First Round Lock or Late Round Gem?
The Recent History of Angel Draft Picks
The First Year Players Draft was held last week, and like the other 29 teams, the Angels were hoping to pick at least one player that would become the next Mike Trout, Bryce Harper, or Clayton Kershaw. Unfortunately, the odds of picking a superstar are low and it’s much more likely that a team will choose a player that ends up bouncing around in the minors for a few years before calling it quits.
In recent years, the Angles have not been strangers to making quality picks early in the draft. We can all drop to our knees and give thanks that with the 25th pick in the 2009 draft the Angels called Mike Trout’s name. But did you know that he was the second Angles’ pick in the first round that year? The Angels also held the 24th overall pick and chose OF Randal Grichuk, one pick before Trout. Luckily, the Angels also held the next pick as compensation for the Mets signing K-Rod or else the number 27 we see roaming the Anaheim outfield might have been wearing the blue and orange of the NY Mets instead of Halo red and white.
Since 2001, the Angels have had their share of hits and misses drafting in the first round. Picking SoCal native Jered Weaver in 2004 is one of the Angels biggest draft successes of the last 20 years. He not only become the face of the franchise but has also been a damn good pitcher for the past 10+ years. The Angels were also on target in the first round when they drafted CJ Cron in 2011 and Garrett Richards in 2009. The success of other first round selections such as Tyler Skaggs (2009), Kaleb Cowart (2010), and Cam Bedrosian (2010) is still to be determined.
The Angels have also had their share of busts with high draft picks.

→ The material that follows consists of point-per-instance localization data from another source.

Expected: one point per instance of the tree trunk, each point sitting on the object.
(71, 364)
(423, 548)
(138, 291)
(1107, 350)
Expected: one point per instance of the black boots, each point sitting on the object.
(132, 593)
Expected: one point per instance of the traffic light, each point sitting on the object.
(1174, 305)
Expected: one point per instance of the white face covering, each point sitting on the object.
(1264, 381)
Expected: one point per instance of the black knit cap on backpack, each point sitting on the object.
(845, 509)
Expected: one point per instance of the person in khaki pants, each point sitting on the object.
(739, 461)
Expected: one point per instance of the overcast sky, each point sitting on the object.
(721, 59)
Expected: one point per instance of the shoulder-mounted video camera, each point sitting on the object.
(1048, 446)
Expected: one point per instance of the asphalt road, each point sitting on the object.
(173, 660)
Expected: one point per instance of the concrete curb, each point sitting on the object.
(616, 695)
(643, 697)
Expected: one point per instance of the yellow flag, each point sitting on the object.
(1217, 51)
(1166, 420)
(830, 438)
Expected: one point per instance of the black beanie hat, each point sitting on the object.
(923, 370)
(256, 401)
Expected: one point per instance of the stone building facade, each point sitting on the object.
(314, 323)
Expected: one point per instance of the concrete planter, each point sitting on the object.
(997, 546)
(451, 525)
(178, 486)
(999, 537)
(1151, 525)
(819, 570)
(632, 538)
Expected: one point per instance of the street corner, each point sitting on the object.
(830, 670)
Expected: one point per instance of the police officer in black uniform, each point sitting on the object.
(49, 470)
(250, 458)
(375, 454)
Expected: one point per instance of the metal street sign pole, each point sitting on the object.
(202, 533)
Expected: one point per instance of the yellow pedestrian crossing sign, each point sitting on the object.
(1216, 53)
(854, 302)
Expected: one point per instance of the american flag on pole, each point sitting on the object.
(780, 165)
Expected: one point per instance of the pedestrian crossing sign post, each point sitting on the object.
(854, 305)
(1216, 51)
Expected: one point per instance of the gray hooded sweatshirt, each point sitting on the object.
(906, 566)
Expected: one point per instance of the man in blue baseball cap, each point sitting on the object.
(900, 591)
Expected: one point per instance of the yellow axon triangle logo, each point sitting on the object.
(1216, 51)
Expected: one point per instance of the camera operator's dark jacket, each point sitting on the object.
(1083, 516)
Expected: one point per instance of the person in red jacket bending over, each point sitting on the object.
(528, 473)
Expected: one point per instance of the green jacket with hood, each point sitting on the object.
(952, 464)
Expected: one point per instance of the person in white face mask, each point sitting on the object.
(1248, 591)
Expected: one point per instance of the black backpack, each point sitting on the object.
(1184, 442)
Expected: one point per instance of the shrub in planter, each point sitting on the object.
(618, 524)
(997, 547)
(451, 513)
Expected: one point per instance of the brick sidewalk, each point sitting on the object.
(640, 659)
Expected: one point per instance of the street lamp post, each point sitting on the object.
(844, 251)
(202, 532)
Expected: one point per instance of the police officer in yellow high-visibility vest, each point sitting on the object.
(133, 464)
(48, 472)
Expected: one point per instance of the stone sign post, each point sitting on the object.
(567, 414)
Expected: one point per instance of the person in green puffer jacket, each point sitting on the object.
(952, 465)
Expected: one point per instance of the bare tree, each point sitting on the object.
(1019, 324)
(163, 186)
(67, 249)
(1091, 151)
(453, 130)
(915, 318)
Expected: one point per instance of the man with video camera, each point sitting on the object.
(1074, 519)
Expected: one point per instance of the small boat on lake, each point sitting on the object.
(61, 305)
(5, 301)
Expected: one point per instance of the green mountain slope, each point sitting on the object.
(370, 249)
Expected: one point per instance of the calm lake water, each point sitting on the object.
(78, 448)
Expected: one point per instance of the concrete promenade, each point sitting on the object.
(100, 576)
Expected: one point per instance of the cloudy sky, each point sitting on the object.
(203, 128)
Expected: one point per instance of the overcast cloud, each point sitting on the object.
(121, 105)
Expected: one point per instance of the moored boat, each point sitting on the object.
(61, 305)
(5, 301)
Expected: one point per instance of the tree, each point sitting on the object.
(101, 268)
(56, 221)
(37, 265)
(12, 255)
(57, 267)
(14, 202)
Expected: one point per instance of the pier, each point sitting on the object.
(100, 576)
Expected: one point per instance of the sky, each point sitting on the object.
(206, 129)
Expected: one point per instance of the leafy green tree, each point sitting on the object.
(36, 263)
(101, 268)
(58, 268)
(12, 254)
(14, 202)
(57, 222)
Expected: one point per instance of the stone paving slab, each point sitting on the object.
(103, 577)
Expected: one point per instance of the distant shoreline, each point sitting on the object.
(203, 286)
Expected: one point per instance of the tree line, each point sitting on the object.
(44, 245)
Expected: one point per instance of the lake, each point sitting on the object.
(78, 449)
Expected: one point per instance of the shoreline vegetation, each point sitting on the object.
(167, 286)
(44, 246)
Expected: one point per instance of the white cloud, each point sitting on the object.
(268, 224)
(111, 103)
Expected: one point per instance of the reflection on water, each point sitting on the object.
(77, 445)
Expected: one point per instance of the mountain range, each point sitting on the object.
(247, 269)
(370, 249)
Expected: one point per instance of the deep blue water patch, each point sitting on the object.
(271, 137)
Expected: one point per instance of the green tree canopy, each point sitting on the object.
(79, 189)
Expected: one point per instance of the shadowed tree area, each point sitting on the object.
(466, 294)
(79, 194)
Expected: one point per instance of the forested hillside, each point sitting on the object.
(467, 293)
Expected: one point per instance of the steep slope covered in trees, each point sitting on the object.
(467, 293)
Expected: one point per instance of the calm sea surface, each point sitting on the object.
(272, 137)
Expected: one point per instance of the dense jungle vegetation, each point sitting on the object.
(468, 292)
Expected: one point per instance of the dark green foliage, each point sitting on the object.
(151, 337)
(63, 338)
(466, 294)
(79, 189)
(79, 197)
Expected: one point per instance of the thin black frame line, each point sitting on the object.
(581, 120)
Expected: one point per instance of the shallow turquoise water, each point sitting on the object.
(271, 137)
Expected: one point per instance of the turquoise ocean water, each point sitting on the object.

Brandon Wood, who was suppose be a staple at third base for the next ten years, was taken 23rd overall by the Angels in 2003. But after 4+ disappointing seasons hitting just .168, he was released by the club.
Taking a player in the first round is always a risk and for every Jered Weaver, Garrett Richards, and Mike Trout drafted, the Angels also have taken a Trevor Bell, Tyler Kehrer, and Jon Bachanov.
Surprisingly, when it comes to players contributing to the major league club, the Angels seem to have better luck with their later round selections.
Howie Kendrick, one of the most popular Angels player in recent history wasn’t drafted until the 10th round in 2002 but ended up hitting .292 and playing a solid second base in Anaheim for nine seasons.
Mark Trumbo wasn’t taken until the 18th round in 2004, the same year Nick Adenhart, whose promising career was tragically cut short after he was killed in a car accident, was picked in the 14th round.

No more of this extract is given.